Originalarbeit lizenziert unter CC BY 4.0 (https://creativecommons.org/licenses/by/4.0/). Dies ist eine KI-generierte Erklärung eines Preprints, das nicht peer-reviewed wurde. Dies ist kein medizinischer Rat. Treffen Sie keine Gesundheitsentscheidungen auf Grundlage dieses Inhalts. Vollständigen Haftungsausschluss lesen
Stellen Sie sich vor, Ihre Augen sind wie eine Kamera, die ihre Linse automatisch anpasst, je nachdem, wie hell die Welt draußen erscheint. Wenn Sie in helles Sonnenlicht treten, verengt sich die Linse, um den Sensor zu schützen; wenn Sie in einen dunklen Raum gehen, öffnet sie sich weit, um mehr Licht hereinzulassen. Dies ist Ihre Pupille, die auf physisches Licht reagiert.
Aber was passiert, wenn gar kein physisches Licht vorhanden ist? Das ist das Rätsel, das diese Studie löst.
Das „Phantomlicht"-Experiment
Die Forscherinnen und Forscher veranstalteten ein Spiel „Verstecken" mit Ihren Augen. Sie baten die Teilnehmerinnen und Teilnehmer, auf einen einzelnen Punkt in der Mitte eines Bildschirms zu starren, während helle und dunkle Formen an den Rändern aufblitzten.
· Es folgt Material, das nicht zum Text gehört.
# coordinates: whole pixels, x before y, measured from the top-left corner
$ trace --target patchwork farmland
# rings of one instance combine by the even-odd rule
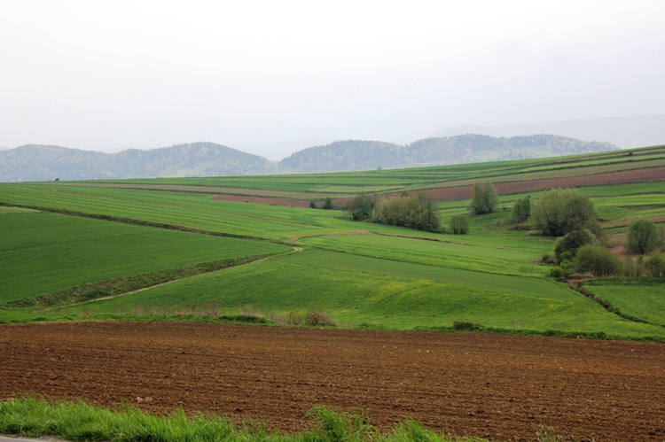
[[[486,180],[499,210],[470,217],[467,235],[355,222],[340,210],[361,192],[426,191],[447,227],[466,213],[474,182]],[[408,415],[436,431],[496,440],[533,438],[539,423],[575,438],[661,440],[665,413],[652,392],[665,382],[663,279],[561,282],[544,260],[555,238],[506,219],[520,198],[537,204],[549,189],[575,187],[624,257],[632,220],[664,225],[663,184],[662,146],[353,174],[2,184],[2,376],[12,382],[0,399],[35,393],[112,407],[129,400],[150,412],[181,403],[186,412],[261,417],[287,431],[323,405],[364,408],[382,429]],[[321,208],[326,198],[332,210]],[[254,325],[230,324],[247,322]],[[253,337],[234,339],[244,335]],[[202,360],[232,352],[229,371],[190,357],[188,370],[156,368],[157,355],[176,358],[168,349],[187,345]],[[131,359],[133,371],[96,372],[96,346],[119,367]],[[280,359],[272,347],[303,359]],[[410,359],[410,348],[441,351],[428,361]],[[322,352],[341,359],[325,362]],[[628,356],[638,354],[634,362]],[[291,374],[257,371],[251,380],[232,372],[247,364]],[[348,368],[337,376],[330,364]],[[175,373],[181,390],[156,381]],[[234,386],[223,400],[208,376]],[[435,387],[419,390],[418,399],[396,386],[400,379]],[[444,387],[451,379],[457,387]],[[622,392],[603,402],[604,392]]]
Ein kleiner Pfeil in der Mitte sagte der Person: „Hey, schau dir den hellen an" oder „Schau dir den dunklen an", obwohl sich ihre Augen nie bewegten. Dies nennt man verdeckte Aufmerksamkeit – mit dem Verstand schauen, nicht mit den Augen.
Im Laufe der Zeit, weil die Augen sich langweilten (ein Prozess, der als Adaptation bezeichnet wird), begannen die Formen auf dem Bildschirm zu verblassen, bis sie vollständig verschwanden. Dann schalteten die Forscher den Bildschirm ganz aus.
Die Überraschung des Nachbildes
Obwohl der Bildschirm schwarz und leer war, „sahen" die Gehirne der Teilnehmerinnen und Teilnehmer die Formen weiterhin. Dies ist das Nachbild: Wenn Sie auf ein helles Licht starren und dann auf eine Wand schauen, sehen Sie einen dunklen Fleck; wenn Sie auf einen dunklen Fleck starren, sehen Sie einen hellen. Dies sind „Geister" des ursprünglichen Lichts.
Hier kommt der magische Teil: Die Forscher maßen die Größe der Pupillen der Teilnehmerinnen und Teilnehmer. Sie stellten fest, dass die Pupillen exakt so reagierten, als wären die „Geister"-Formen noch physisch vorhanden.
- Wenn sich der Geist auf den hellen Geist konzentrierte, verengten sich die Pupillen (als wären sie einem echten hellen Licht ausgesetzt).
- Wenn sich der Geist auf den dunklen Geist konzentrierte, erweiterten sich die Pupillen (als wären sie einem echten dunklen Raum ausgesetzt).
Die große Erkenntnis
Stellen Sie sich Ihre Aufmerksamkeit wie einen Scheinwerfer vor. Normalerweise denken wir, dass dieser Scheinwerfer nur auf Dinge scheint, die tatsächlich in der realen Welt vorhanden sind (externe Aufmerksamkeit). Doch diese Studie zeigt, dass Ihr Scheinwerfer auch auf Dinge scheinen kann, die nur in Ihrer Vorstellung oder Erinnerung existieren (interne Aufmerksamkeit).
Die Studie argumentiert, dass es keine harte Wand gibt, die das „Schauen auf reale Dinge" vom „Schauen auf mentale Bilder" trennt. Stattdessen ist es eher wie eine sanfte Rampe. Ihr Gehirn behandelt diese mentalen „Geister" so ernst, dass die automatischen Reflexe Ihres Körpers (wie Ihre Pupillen) darauf reagieren, als wären sie real. Ihr Gehirn sagt im Wesentlichen: „Wenn ich mich auf dieses mentale Bild konzentriere, sollte sich mein Körper so verhalten, als wäre es real."